Grün. Nachhaltig. Organisch. Naturnah. Umweltfreundlich. Natürlich – Begriffe wie diese gehen KonsumentInnen runter wie Bio-Olivenöl. Doch was ist dran an den Produkten, die – oft noch mit einem schönen Gütesiegel versehen – derart beworben werden? Können wir tatsächlich ohne Gewissensbisse zugreifen oder steckt sogenanntes „Greenwashing“ dahinter?

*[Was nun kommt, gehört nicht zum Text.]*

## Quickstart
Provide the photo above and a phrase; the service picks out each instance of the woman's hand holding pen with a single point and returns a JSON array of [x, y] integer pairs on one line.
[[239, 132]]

Der Begriff Greenwashing bezeichnet (PR-)Strategien, mit denen Unternehmen danach trachten, sich ein ökologisches, nachhaltiges Image zu verschaffen, ohne dass es dafür eine faktische Grundlage gibt. Es werden irreführende oder klar falsche Informationen darüber verbreitet, wie umwelt- oder klimafreundlich ein Produkt ist.
Fehlende Definitionen
Der Begriff „BIO“ ist in Österreich geschützt. Wo „BIO“ drauf steht, muss jedenfalls BIO drin sein. Anders verhält es sich mit schönen Umschreibungen wie „nachhaltig“, „umweltfreundlich“, „grün“, „klimafreundlich“ und „umweltschonend“ – diese Begriffe sind weder genau definiert, noch unterliegen sie einer rechtlich bindenden Prüfung. Auch das Prädikat „regional“ kann beliebig verwendet werden, ohne dass deklariert werden muss, wo Regionalität anfängt oder aufhört. „Aus der Region“ klingt erstmal gut, es ist aber einem Unternehmen völlig freigestellt, wie es die Region definiert.
Fließende Grenzen
Direkt gelogen wird von grünwaschenden Unternehmen selten, eher kann man von gezielter Desinformation sprechen, was aber wiederum nicht zwingend die Unwahrheit sein muss. Klingt schwammig – und ist es auch! Wenn beispielsweise ein Modelabel offensiv damit wirbt, dass seine T-Shirts aus Bio-Baumwolle hergestellt werden, ist das zuallererst natürlich Grund zur Freude. Bio ist gut – wir greifen gerne und mit ruhigem Gewissen zu.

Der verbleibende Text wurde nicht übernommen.